The National Book Critics Circle announced the finalists for its 2011 award.  The winners of each category will be announced on March 10.

Fiction

  • Jennifer Egan: A Visit from the Goon Squad
  • Jonathan Franzen: Freedom
  • David Grossman: To the End of the Land
  • Hans Keilson: Comedy in a Minor Key
  • Paul Murray: Skippy Dies

Poetry

  • Anne Carson: Nox
  • Kathleen Graber: The Eternal City
  • Terrance Hayes: Lighthead
  • Kay Ryan: The Best of It
  • C.D. Wright: One with Others: [a little book of her days]

Nonfiction

  • S.C. Gwynne: Empire of the Summer Moon: Quanah Parker and the Rise and Fall of the Comanches
  • Jennifer Homans: Apollo’s Angels: A History of Ballet
  • Barbara Demick: Nothing to Envy: Ordinary Lives in North Korea
  • Siddhartha Mukherjee: The Emperor of All Maladies: A Biography of Cancer
  • Isabel Wilkerson: The Warmth of Other Suns: The Epic Story of America’s Great Migration

Biography

  • Sarah Bakewell: How to Live, Or a Life of Montaigne
  • Selina Hastings: The Secret Lives of Somerset Maugham: A Biography
  • Yunte Huang: Charlie Chan: The Untold Story of the Honorable Detective and His Rendezvous with American History
  • Thomas Powers: The Killing of Crazy Horse
  • Tom Segev: Simon Wiesenthal: The Lives and Legends

Autobiography

  • Kai Bird: Crossing Mandelbaum Gate: Coming of Age Between the Arabs and Israelis, 1956 – 1978
  • David Dow: The Autobiography of an Execution
  • Christopher Hitchens: Hitch-22: A Memoir
  • Rahna Reiko Rizzuto: Hiroshima in the Morning
  • Patti Smith: Just Kids
  • Darin Strauss: Half a Life

Criticism

  • Elif Batuman: The Possessed: Adventures with Russian Books and the People Who Read Them
  • Terry Castle: The Professor and Other Writings
  • Clare Cavanagh: Lyric Poetry and Modern Politics: Russia, Poland, and the West
  • Susan Linfield: The Cruel Radiance
  • Ander Monson: Vanishing Point: Not a Memoir

All of the fiction books have been well covered.
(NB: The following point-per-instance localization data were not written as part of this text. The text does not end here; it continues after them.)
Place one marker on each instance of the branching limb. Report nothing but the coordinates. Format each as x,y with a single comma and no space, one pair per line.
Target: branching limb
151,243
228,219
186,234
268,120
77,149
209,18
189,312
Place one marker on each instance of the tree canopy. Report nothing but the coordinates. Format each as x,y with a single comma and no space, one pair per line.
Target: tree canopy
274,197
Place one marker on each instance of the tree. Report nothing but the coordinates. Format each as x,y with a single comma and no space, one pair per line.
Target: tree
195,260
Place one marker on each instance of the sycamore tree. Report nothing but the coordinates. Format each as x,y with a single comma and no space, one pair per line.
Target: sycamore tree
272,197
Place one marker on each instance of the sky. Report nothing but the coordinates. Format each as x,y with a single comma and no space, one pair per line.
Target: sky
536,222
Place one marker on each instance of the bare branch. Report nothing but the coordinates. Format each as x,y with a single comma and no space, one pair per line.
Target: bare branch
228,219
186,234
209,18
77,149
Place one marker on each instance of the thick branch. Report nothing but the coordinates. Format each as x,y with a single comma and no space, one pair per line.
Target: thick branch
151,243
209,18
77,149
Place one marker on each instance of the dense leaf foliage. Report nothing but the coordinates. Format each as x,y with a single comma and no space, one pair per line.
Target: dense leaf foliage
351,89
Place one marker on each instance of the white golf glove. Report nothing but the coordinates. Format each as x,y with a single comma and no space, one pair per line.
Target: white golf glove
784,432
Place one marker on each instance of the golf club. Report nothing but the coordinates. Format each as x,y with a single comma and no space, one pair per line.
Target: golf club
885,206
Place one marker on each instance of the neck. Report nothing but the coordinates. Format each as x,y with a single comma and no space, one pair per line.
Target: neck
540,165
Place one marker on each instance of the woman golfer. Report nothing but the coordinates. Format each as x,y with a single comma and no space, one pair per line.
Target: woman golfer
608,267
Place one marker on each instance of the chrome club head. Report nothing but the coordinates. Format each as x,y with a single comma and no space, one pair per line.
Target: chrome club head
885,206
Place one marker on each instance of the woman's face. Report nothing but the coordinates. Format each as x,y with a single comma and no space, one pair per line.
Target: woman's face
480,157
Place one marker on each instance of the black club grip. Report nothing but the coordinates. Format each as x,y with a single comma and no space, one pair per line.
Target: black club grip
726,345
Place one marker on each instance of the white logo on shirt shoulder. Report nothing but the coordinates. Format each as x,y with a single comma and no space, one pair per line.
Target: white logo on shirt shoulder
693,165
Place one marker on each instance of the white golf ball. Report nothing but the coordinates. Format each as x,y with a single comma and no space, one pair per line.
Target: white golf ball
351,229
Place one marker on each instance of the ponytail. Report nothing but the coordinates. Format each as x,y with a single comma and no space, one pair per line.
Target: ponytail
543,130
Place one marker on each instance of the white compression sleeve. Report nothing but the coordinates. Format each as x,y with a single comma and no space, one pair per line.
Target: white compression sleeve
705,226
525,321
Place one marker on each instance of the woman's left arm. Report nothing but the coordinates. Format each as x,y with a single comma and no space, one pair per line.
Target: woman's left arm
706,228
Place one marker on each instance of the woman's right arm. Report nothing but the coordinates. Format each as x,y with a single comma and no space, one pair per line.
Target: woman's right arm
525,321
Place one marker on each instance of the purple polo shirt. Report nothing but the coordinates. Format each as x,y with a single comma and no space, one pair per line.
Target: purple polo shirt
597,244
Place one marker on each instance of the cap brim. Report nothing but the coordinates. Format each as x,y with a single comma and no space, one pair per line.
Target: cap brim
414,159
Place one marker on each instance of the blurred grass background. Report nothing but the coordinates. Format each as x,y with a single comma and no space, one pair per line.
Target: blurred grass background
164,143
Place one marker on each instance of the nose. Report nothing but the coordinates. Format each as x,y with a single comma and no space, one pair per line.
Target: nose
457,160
I’ve had all of them except for Skippy Dies for months, though I’ve read only A Visit from the Goon Squad. I’ve also read Anne Carson’s Nox, that brilliantly produced accordian poem. I haven’t written about it here because, well, I’m not that good at talking about poetry. I wanted to read it again, which hasn’t happened yet — but now it will. As for the other categories, Barbara Demick’s Nothing to Envy and Patti Smith’s Just Kids have been tempting me.

It is certainly worth noting that the Nona Balakian Citation for Excellence in Reviewing went to Parul Sehgal and, more closely related to my interests on this site, the Ivan Sandrof Lifetime Achievement Award went to Dalkey Archive Press — congrats!